I have no idea, i feel like that's what I need to know to start the problem. all i can think is that the magnitude at the center initially is B=(4*pi*e-7 Tm/A)(165 A)/ 2*.01m since the two circles share a common center and there is no initial current running through the smaller loop...I feel like I am making an incorrect assumption though because that seems too easy

 

[zhermes]

But there's going to be a change in flux through the smaller wire right? *hint hint, wink wink*

 

[thebert010]

But there's going to be a change in flux through the smaller wire right? *hint hint, wink wink*

So i figured the flux of the smaller loop (flux = BA) would just be the Magentic Field due to the current from the larger loop * the given area of the small loop. and would change as B changes due to the current changing. Is this the right way to look at it, or am I still on the wrong track? ...sorry, I'm at work and having a rather hard time getting to the internet :(

 

[zhermes]

No worries, and yeah you're totally on the right track. So what effect does that changing magnetic flux have on the wire?
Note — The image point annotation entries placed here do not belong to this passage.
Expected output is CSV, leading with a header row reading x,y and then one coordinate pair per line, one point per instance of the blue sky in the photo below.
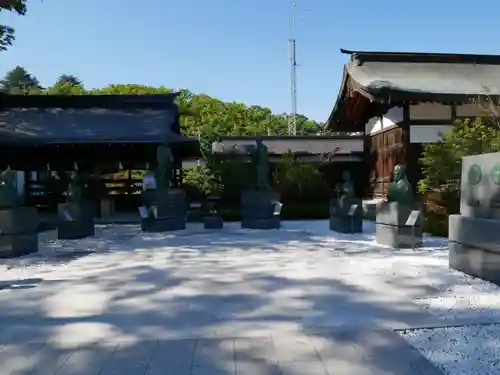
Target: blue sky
x,y
236,50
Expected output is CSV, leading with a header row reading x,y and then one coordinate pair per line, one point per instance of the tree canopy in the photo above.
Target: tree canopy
x,y
201,115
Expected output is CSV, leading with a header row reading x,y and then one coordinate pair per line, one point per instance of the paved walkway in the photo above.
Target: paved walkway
x,y
230,302
347,353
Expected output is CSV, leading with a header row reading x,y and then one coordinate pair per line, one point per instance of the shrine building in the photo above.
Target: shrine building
x,y
402,101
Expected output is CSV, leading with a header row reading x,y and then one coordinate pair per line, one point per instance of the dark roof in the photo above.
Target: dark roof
x,y
44,119
396,77
300,145
407,76
87,101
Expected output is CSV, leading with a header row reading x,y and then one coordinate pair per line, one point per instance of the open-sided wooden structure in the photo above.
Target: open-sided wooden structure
x,y
332,154
99,132
404,100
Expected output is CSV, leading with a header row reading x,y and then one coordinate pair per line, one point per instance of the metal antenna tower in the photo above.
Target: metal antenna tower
x,y
292,125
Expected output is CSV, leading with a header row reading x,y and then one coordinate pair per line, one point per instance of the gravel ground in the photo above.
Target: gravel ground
x,y
422,276
468,350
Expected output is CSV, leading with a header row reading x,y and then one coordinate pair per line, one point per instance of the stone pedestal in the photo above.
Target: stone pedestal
x,y
213,222
258,210
346,215
167,210
75,220
474,235
18,231
392,227
474,246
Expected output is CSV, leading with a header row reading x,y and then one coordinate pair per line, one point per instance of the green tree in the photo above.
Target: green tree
x,y
296,178
7,32
67,84
442,162
19,81
203,179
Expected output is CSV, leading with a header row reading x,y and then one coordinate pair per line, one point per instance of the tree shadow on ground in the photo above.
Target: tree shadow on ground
x,y
143,294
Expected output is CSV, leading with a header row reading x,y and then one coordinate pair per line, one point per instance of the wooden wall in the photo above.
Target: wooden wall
x,y
386,149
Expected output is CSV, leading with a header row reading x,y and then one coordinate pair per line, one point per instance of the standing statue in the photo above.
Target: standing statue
x,y
261,164
165,162
347,187
8,188
75,187
399,189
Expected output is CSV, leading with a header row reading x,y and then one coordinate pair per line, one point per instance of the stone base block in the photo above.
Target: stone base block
x,y
75,221
346,224
398,236
16,245
474,246
163,224
213,222
475,262
171,210
272,222
19,220
67,230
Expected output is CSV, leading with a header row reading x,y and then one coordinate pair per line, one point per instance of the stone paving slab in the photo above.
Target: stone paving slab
x,y
373,352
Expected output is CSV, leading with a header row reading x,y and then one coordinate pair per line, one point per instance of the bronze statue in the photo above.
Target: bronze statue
x,y
261,164
399,189
8,188
165,162
347,187
75,188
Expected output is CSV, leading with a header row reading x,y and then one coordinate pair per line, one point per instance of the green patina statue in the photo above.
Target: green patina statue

And backing up to parts a,b,c--I think all they want is the 'too simple' answer you gave in the beginning. (You could make a more accurate answer, but I don't think that's what they're looking for).

 

[thebert010]

No worries, and yeah you're totally on the right track. So what effect does that changing magnetic flux have on the wire?

And backing up to parts a,b,c--I think all they want is the 'too simple' answer you gave in the beginning. (You could make a more accurate answer, but I don't think that's what they're looking for).

if I'm not mistaken, i believe the change in magnetic flux will induce a current to run through the wire of the smaller loop of EMF = -dFlux/dt. my only snag at this point is that the magnetic field at t=.5 sec, since the sign of the current is only to distinguish direction, the 165A would be 165/2 A instead of 0 A (which would instead be an avg of 165A and -165A). Sound good?

 

[zhermes]

You're right on the first part, but at t=0.5s, it will be 0--even though the negative sign does me the opposite direction. Think about it this way: if you're on a straight road (can't turn) driving 20 mph, and over the course of 10sec change to going -20mph. You have to 'pass by' going 0 mph somewhere inbetween.

 

[thebert010]

You're right on the first part, but at t=0.5s, it will be 0--even though the negative sign does me the opposite direction. Think about it this way: if you're on a straight road (can't turn) driving 20 mph, and over the course of 10sec change to going -20mph. You have to 'pass by' going 0 mph somewhere inbetween.

AH! who would have thought this would involve a completely rational explanation ;-) ha, thanks so much for all of your help - it's all making damn near perfect sense now!